ROTTAMAZIONE ESTESA A IMU, TARI E MULTE

Rottamazione estesa a Imu, Tari e multe, Comuni in ordine sparso: la mappa delle adesioni

Le imposte che entrano nella rottamazione

Dall’Imu sulla seconda casa alla Tari sui rifiuti fino alle multe stradali: diversi tributi pendenti potrebbero essere ora sanati dal contribuente senza il pagamento di sanzioni e interessi.

la mappa dei Comuni che aderiranno alla rottamazione Imu, Tari e delle varie multe.
Dopo aver annunciato la rottamazione Imu, Tari e multe, è giunto il momento di scoprire finalmente quali Comuni saranno favorevoli, e quali invece saranno contrari. Infatti, i diversi tributi pendenti come ricorda Sky Tg 24, potranno essere saldati senza ricorrere a sanzioni o interessi di pagamento.

In questo senso, i Comuni possono prestare o meno il loro consenso tramite definizione agevolata autonoma. La misura in questione, la quale rientra nella Legge di Bilancio del 2025, permette ai vari municipi di avviare sanatorie con l’esclusione di more o sanzioni varie.
Rottamazione Imu, Tari e multe: i Comuni favorevoli

La procedura di cui sopra, è stata presa d’esempio dalle città di Torino e Bari. Il capoluogo piemontese, ha infatti permesso ai propri cittadini di sanare i propri debiti pendenti tramite un dilazionamento di 36 mesi. Coloro che accetteranno questa formula, non andranno perciò incontro a sanzioni o interessi.

Allo stesso modo, la città di Bari ipotizza la definizione agevolata su debiti più recenti. Infatti, i contribuenti della città di Torino dovranno osservare come limite quello del 2020, mentre i cittadini del capoluogo pugliese potranno sanare anche i debiti contratti nel 2024.

La procedura di delibera dovrà essere fornita entro la data del 30 giugno 2026, e la formula quinquies secondo Il Sole 24 Ore ha visto aderire i seguenti Comuni: Genova, Napoli, Palermo, Roma, Forlì, Pesaro e Catania.

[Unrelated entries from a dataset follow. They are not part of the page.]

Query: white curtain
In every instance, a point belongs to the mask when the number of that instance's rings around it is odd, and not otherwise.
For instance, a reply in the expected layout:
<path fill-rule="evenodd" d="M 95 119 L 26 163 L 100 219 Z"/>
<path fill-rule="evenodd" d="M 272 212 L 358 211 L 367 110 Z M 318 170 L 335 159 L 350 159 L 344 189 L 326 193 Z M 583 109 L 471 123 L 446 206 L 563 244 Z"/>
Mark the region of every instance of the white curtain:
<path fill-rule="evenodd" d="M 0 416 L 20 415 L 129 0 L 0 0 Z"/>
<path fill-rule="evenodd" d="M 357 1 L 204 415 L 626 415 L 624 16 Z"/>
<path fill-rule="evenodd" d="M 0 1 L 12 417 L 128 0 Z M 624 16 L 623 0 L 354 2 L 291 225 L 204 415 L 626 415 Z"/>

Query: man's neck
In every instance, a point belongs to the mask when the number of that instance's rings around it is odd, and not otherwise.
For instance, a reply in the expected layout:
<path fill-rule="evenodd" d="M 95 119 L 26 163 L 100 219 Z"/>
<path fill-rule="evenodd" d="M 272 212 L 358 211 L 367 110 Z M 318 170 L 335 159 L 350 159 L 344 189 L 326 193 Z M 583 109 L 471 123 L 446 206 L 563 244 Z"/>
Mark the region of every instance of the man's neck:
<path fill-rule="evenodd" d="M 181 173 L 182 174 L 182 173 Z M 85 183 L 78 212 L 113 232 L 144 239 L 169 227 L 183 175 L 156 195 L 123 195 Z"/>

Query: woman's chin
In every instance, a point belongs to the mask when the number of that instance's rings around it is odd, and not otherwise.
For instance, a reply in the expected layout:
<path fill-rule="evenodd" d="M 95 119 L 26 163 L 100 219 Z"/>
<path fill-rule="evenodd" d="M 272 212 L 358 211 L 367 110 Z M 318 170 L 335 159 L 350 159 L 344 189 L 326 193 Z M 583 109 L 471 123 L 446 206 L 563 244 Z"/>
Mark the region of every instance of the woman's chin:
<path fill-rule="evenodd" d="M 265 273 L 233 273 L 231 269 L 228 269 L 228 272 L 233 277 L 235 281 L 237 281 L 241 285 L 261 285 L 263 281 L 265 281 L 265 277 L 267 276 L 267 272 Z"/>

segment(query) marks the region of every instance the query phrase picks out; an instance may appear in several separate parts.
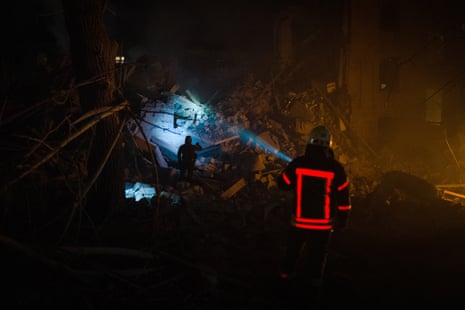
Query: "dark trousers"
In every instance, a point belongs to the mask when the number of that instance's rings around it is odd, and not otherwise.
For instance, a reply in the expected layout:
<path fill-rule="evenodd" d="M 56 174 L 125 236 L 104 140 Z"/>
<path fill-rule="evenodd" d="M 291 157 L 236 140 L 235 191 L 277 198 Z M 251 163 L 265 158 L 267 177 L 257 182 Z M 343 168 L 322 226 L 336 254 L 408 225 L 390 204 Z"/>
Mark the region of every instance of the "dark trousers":
<path fill-rule="evenodd" d="M 290 227 L 281 272 L 296 273 L 309 280 L 322 280 L 326 267 L 329 230 L 308 230 Z"/>
<path fill-rule="evenodd" d="M 195 166 L 190 163 L 181 163 L 179 167 L 179 173 L 181 175 L 181 180 L 185 179 L 192 180 L 192 175 L 194 174 Z"/>

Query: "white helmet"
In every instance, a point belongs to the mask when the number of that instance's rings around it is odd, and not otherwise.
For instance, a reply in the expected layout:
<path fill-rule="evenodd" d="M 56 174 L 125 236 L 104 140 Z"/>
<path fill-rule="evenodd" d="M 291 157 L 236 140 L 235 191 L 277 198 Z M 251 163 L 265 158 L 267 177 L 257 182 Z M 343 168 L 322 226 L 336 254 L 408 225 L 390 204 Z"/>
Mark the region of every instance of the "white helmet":
<path fill-rule="evenodd" d="M 331 134 L 329 133 L 329 130 L 323 125 L 313 128 L 308 136 L 307 144 L 321 145 L 325 147 L 331 146 Z"/>

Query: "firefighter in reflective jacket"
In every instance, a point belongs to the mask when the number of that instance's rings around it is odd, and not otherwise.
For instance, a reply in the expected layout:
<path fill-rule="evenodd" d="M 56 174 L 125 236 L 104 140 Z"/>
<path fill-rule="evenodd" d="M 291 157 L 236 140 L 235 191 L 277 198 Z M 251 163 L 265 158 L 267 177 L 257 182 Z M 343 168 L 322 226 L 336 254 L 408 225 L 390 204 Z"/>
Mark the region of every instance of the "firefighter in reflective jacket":
<path fill-rule="evenodd" d="M 305 154 L 289 163 L 277 184 L 282 190 L 293 190 L 291 225 L 280 277 L 303 276 L 305 283 L 320 287 L 331 234 L 345 228 L 351 209 L 346 173 L 334 159 L 326 127 L 311 131 Z M 306 253 L 304 267 L 297 264 L 302 261 L 302 253 Z M 299 266 L 305 268 L 304 275 L 299 275 Z"/>

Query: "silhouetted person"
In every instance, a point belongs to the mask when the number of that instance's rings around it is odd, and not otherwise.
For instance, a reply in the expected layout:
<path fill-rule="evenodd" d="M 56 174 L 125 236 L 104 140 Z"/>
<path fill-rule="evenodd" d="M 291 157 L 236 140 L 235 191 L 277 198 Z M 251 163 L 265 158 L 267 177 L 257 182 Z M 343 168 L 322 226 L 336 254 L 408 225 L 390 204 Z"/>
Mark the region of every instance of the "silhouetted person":
<path fill-rule="evenodd" d="M 192 137 L 186 136 L 184 144 L 178 149 L 178 165 L 181 180 L 185 179 L 186 176 L 188 181 L 192 180 L 195 161 L 197 159 L 197 154 L 195 152 L 201 149 L 202 147 L 198 142 L 196 144 L 192 144 Z"/>
<path fill-rule="evenodd" d="M 331 234 L 345 228 L 351 209 L 346 173 L 330 146 L 326 127 L 315 127 L 305 154 L 292 160 L 276 180 L 280 189 L 294 193 L 280 277 L 298 279 L 304 291 L 322 285 Z M 300 274 L 302 266 L 305 272 Z"/>

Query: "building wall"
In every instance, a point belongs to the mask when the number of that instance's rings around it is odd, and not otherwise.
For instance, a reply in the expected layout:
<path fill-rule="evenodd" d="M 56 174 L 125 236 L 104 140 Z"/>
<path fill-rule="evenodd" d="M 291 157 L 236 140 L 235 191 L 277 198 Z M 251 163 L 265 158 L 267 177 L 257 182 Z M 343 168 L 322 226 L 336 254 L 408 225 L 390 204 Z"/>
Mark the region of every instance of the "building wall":
<path fill-rule="evenodd" d="M 352 127 L 359 136 L 373 140 L 380 98 L 376 89 L 377 33 L 373 1 L 351 1 L 348 8 L 349 46 L 347 51 L 347 88 L 352 98 Z"/>
<path fill-rule="evenodd" d="M 440 139 L 443 126 L 453 123 L 454 113 L 447 111 L 463 105 L 463 17 L 443 1 L 348 3 L 346 84 L 353 129 L 375 149 Z M 383 76 L 396 81 L 381 89 Z"/>

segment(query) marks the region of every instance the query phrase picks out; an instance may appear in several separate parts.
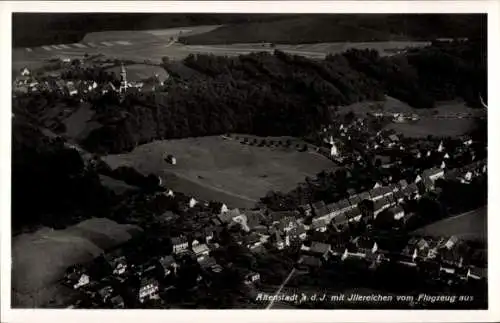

La mappa dei Comuni contrari

Allo stesso modo, senza tenere conto di eventuali schieramenti politici delle giunte in questione, ci sono anche dei Comuni contrari alla rottamazione: Milano, Bologna, Firenze, Brescia, Ravenna, Livorno e Perugia.

In linea di massima, si registra un’adesione maggiore laddove la quota di eventuali tributi non riscossi è molto più alta.